After the Nazi takeover in March 1933, tensions began to rise again, reaching a climax in February 1934, when the Lithuanian government arrested dozens of pro-Nazi activists. In March 1939, Lithuania had to bow to German pressure and cede the Memel region back to Germany after the 1939 German ultimatum to Lithuania. In the Hitler-Stalin Pact, Lithuania had initially been assigned to the German sphere of influence. After the outbreak of World War II, however, there was a revision of this treaty by the German-Soviet Border and Friendship Treaty with a change in the spheres of influence. Germany received parts of eastern Poland. Lithuania was awarded to the Soviet Union. On June 15, 1940, the Red Army entered Lithuania and established the Lithuanian SSR on July 21, 1940. As late as 1941, many Lithuanian Germans were resettled in the German sphere of influence. From 1941 to 1945, Lithuania was occupied by the Wehrmacht as part of the Nazi war of aggression against the Soviet Union and belonged to the Reichskommissariat Ostland. During this period, Germans and Lithuanian collaborators committed crimes against humanity against opposition members and minorities. Lithuanian Jews fell victim to the Holocaust and 95% of them didn't survive the war. In Lithuania, attempts were made to implement the so-called Kegelbahn project, i.e. the targeted settlement of certain conquered territories with German resettlers. From 1944 on, most of the Germans fled from the reapproaching Red Army or were expelled soon after. Thousands of Lithuanians fled with the Germans to the West. For the exiled Lithuanians who settled in West Germany, the Lithuanian grammar school in Hüttenfeld in southern Hesse formed a cultural preservation center. Expelled Lithuanian-Germans united in 1951 in the Landsmannschaft der Deutschen aus Litauen (Association of Germans from Lithuania).

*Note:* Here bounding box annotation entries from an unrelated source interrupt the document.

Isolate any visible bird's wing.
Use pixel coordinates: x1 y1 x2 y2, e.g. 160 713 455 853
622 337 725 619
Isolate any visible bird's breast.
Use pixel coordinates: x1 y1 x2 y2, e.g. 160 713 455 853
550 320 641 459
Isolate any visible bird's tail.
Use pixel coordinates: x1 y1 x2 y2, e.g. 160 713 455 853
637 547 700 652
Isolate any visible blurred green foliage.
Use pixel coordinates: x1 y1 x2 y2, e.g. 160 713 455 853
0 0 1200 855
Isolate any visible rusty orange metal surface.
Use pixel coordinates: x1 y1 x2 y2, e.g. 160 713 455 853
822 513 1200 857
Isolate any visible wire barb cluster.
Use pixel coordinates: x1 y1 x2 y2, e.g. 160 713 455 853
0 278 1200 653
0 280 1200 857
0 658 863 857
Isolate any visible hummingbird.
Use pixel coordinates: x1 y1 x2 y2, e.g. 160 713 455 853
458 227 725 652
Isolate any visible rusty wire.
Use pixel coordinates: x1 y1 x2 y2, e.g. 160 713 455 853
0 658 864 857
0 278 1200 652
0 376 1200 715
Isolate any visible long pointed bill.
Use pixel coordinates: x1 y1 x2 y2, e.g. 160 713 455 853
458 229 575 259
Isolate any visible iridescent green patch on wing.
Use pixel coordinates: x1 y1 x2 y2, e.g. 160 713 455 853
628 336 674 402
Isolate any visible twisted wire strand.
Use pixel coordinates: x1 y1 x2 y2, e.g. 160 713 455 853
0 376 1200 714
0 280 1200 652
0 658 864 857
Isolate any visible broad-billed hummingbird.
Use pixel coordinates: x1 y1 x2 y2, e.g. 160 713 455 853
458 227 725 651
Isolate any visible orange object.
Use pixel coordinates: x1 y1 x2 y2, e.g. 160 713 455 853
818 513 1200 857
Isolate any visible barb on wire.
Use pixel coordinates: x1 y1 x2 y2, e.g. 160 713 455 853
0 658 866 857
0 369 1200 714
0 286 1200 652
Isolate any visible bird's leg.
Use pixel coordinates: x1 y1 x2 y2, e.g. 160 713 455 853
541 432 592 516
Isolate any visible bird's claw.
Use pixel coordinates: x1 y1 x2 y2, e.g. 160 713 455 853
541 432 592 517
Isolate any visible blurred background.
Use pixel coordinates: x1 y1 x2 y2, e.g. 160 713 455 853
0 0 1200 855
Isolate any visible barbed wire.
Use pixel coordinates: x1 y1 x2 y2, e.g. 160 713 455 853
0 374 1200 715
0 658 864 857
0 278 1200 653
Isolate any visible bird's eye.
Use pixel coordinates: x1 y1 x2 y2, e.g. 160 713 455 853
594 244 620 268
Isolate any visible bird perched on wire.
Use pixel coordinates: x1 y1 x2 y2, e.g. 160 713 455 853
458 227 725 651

Due to the annexation of Lithuania by the USSR after the war, the associated end of state sovereignty and freedom of action, as well as the system opposition between the Soviet Union and the Federal Republic of Germany, (West) German-Lithuanian contacts were only possible to a very limited extent during the Cold War. In the course of the perestroika initiated by Mikhail Gorbachev in 1986, the declaration of independence was adopted in Lithuania after free elections on March 11, 1990. On August 27, 1991, Estonia, Latvia and Lithuania were recognized by the EC states and thus also by Germany (out of consideration for the Soviet Union only after the latter had recognized the independence of the Baltic states). In the following period, Germany's policy towards Lithuania oscillated between the desire and obligation to integrate the Baltic states into European institutions and the fear of thereby angering Russia or disrupting its rapprochement with Europe. At times, Germany was even considered the "biggest brakeman" among the Western powers with regard to NATO accession. In 2004, Lithuania achieved its foreign policy strategic goal and joined the EU and NATO. Today, German-Lithuanian relations are intensive and friendly and continue to develop both bilaterally and multilaterally within the framework of the aforementioned organizations.

Economic exchange 
For Lithuania, Germany is one of the most important trade and investment partners. In 2021, the value of German imported goods from Lithiania was 2.8 billion Euro. German exports to Lithuania amounted to 4.3 billion euros. Both countries trade mainly industrial goods.

Migration 
In 2021, over 54,000 Lithuanian citizens lived in Germany, making Germany the most important destination for Lithuanian immigrants within the EU. Historically, a large Baltic German minority lived in Lithuania, most of which was expelled after the Soviet annexation. According to the 2021 census, just under 2000 Germans still lived in Lithuania.

Diplomatic locations 
 Germany has an embassy in Vilnius.
 Lithuania has an embassy in Berlin.